Heidaritabar Marzieh, Calus Mario P L, Vereijken Addie, Groenen Martien A M, Bastiaansen John W M
Animal Breeding and Genomics Centre, Wageningen University, P.O. Box 338, 6700 AH, Wageningen, the Netherlands.
Animal Breeding and Genomics Centre, Wageningen UR Livestock Research, P.O. Box 338, 6700 AH, Wageningen, the Netherlands.
BMC Genet. 2015 Aug 18;16:101. doi: 10.1186/s12863-015-0253-5.
Genotype imputation has become a standard practice in modern genetic research to increase genome coverage and improve the accuracy of genomic selection (GS) and genome-wide association studies (GWAS). We assessed accuracies of imputing 60K genotype data from lower density single nucleotide polymorphism (SNP) panels using a small set of the most common sires in a population of 2140 white layer chickens. Several factors affecting imputation accuracy were investigated, including the size of the reference population, the level of the relationship between the reference and validation populations, and minor allele frequency (MAF) of the SNP being imputed.
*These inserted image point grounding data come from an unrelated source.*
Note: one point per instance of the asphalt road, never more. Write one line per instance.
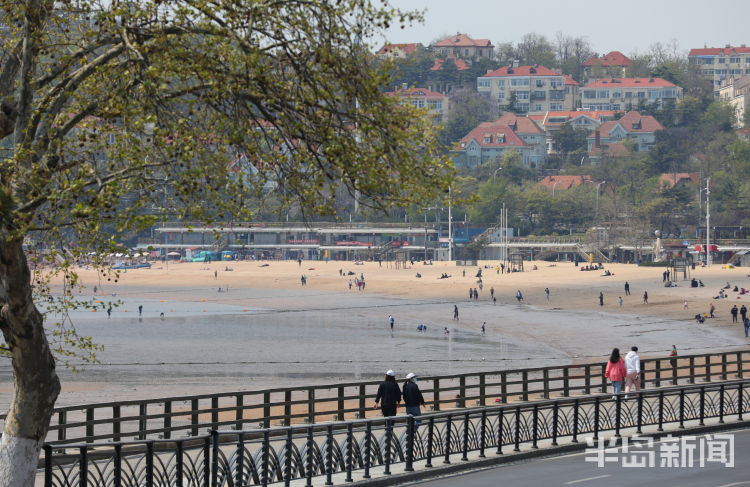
(575, 470)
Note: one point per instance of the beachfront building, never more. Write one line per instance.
(435, 103)
(613, 64)
(640, 129)
(551, 122)
(733, 91)
(621, 94)
(718, 64)
(529, 89)
(463, 46)
(397, 51)
(490, 140)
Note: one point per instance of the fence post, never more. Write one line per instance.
(168, 419)
(89, 425)
(194, 417)
(142, 422)
(116, 423)
(436, 394)
(341, 406)
(239, 412)
(311, 405)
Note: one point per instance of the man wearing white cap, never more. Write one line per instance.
(412, 396)
(389, 395)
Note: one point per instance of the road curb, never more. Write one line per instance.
(460, 466)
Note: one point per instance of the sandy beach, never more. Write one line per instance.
(265, 329)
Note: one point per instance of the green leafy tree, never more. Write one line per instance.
(106, 103)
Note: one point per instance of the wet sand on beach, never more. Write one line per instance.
(268, 330)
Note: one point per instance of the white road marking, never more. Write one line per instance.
(586, 480)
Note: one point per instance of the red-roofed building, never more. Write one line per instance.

The accuracy of imputation was assessed with different scenarios using 22 and 62 carefully selected reference animals (Ref(22) and Ref(62)). Animal-specific imputation accuracy corrected for gene content was moderate on average (~ 0.80) in most scenarios and low in the 3K to 60K scenario. Maximum average accuracies were 0.90 and 0.93 for the most favourable scenario for Ref(22) and Ref(62) respectively, when SNPs were masked independent of their MAF. SNPs with low MAF were more difficult to impute, and the larger reference population considerably improved the imputation accuracy for these rare SNPs. When Ref(22) was used for imputation, the average imputation accuracy decreased by 0.04 when validation population was two instead of one generation away from the reference and increased again by 0.05 when validation was three generations away. Selecting the reference animals from the most common sires, compared with random animals from the population, considerably improved imputation accuracy for low MAF SNPs, but gave only limited improvement for other MAF classes. The allelic R(2) measure from Beagle software was found to be a good predictor of imputation reliability (correlation ~ 0.8) when the density of validation panel was very low (3K) and the MAF of the SNP and the size of the reference population were not extremely small.
Even with a very small number of animals in the reference population, reasonable accuracy of imputation can be achieved. Selecting a set of the most common sires, rather than selecting random animals for the reference population, improves the imputation accuracy of rare alleles, which may be a benefit when imputing with whole genome re-sequencing data.
基因型填充已成为现代遗传研究中的一种标准做法,以增加基因组覆盖范围并提高基因组选择(GS)和全基因组关联研究(GWAS)的准确性。我们使用2140只白来航鸡群体中一小部分最常见的父本,评估了从低密度单核苷酸多态性(SNP)面板推断60K基因型数据的准确性。研究了几个影响填充准确性的因素,包括参考群体的大小、参考群体与验证群体之间的亲缘关系水平以及被推断SNP的次要等位基因频率(MAF)。
使用22只和62只精心挑选的参考动物(Ref(22)和Ref(62)),在不同情况下评估了填充准确性。在大多数情况下,校正基因含量后的个体特异性填充准确性平均适中(约为0.80),在3K至60K情况下较低。对于Ref(22)和Ref(62)最有利的情况,当SNP独立于其MAF被屏蔽时,最大平均准确性分别为0.90和0.93。MAF较低的SNP更难推断,较大的参考群体显著提高了这些稀有SNP的填充准确性。当使用Ref(22)进行推断时,当验证群体与参考群体相隔两代而不是一代时,平均推断准确性下降0.04,当相隔三代时又增加0.05。与从群体中随机选择动物相比,从最常见的父本中选择参考动物,显著提高了低MAF SNP的填充准确性,但对其他MAF类别仅带来有限的提高。当验证面板的密度非常低(3K)且SNP的MAF和参考群体的大小不是极小的时候,发现来自Beagle软件的等位基因R(2)测量值是填充可靠性的良好预测指标(相关性约为0.8)。
即使参考群体中的动物数量非常少,也可以实现合理的填充准确性。选择一组最常见的父本,而不是为参考群体随机选择动物,可提高稀有等位基因的填充准确性,这在用全基因组重测序数据进行填充时可能是一个优势。